Writing
AI-native starts in the product loop
A field note from BrewLogica on structured input, review, recurring cost, and the work AI has to carry inside a product.
Someone finishes an espresso and says, “22 grams in, 44 out, about 28 seconds, a little sour.” BrewLogica turns that sentence into a brew record with dose, yield, time, and tasting notes. The user checks the result, fixes anything that was misunderstood, and saves it.

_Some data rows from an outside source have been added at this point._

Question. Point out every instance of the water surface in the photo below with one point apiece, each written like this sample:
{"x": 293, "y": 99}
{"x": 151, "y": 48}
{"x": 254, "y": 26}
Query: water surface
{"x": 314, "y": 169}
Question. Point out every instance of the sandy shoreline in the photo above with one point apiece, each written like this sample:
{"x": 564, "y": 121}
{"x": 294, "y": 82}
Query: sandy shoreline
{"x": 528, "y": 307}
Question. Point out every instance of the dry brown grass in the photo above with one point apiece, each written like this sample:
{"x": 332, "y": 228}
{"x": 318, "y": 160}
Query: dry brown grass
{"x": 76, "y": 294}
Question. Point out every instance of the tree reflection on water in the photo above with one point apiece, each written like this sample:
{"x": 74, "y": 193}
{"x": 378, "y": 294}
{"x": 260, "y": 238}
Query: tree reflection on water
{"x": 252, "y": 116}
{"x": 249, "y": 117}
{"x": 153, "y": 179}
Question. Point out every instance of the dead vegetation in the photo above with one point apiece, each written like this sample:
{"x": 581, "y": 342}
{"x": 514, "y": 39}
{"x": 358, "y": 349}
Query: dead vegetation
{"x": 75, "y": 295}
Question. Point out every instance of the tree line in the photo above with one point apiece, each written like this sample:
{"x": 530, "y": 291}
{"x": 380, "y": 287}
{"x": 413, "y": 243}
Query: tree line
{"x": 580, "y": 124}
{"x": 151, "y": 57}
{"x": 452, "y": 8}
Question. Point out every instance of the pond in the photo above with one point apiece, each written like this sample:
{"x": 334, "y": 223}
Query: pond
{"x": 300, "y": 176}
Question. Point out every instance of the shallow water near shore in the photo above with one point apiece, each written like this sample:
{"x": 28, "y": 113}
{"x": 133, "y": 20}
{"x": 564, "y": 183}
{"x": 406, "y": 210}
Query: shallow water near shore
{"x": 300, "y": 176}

That loop is a useful test for AI-native product work. The model carries an important part of the job the user came to do. Removing it would change the experience from a quick spoken log back into a manual form.
The feature has to carry its own weight
A chat box can sit beside almost any product. The harder question is whether AI makes the main task meaningfully easier, better, or newly possible.
BrewLogica uses AI at moments where coffee details would otherwise require repetitive entry:
- A coffee-bag photo becomes an editable record with roaster, origin, and process.
- A spoken sentence or shorthand becomes a structured brew log.
- Imported beans can receive missing details.
- A run of low ratings can produce a specific suggestion for the next brew.
- Recipe text can be turned into a usable recipe inside the app.
- Equipment descriptions can become organized records.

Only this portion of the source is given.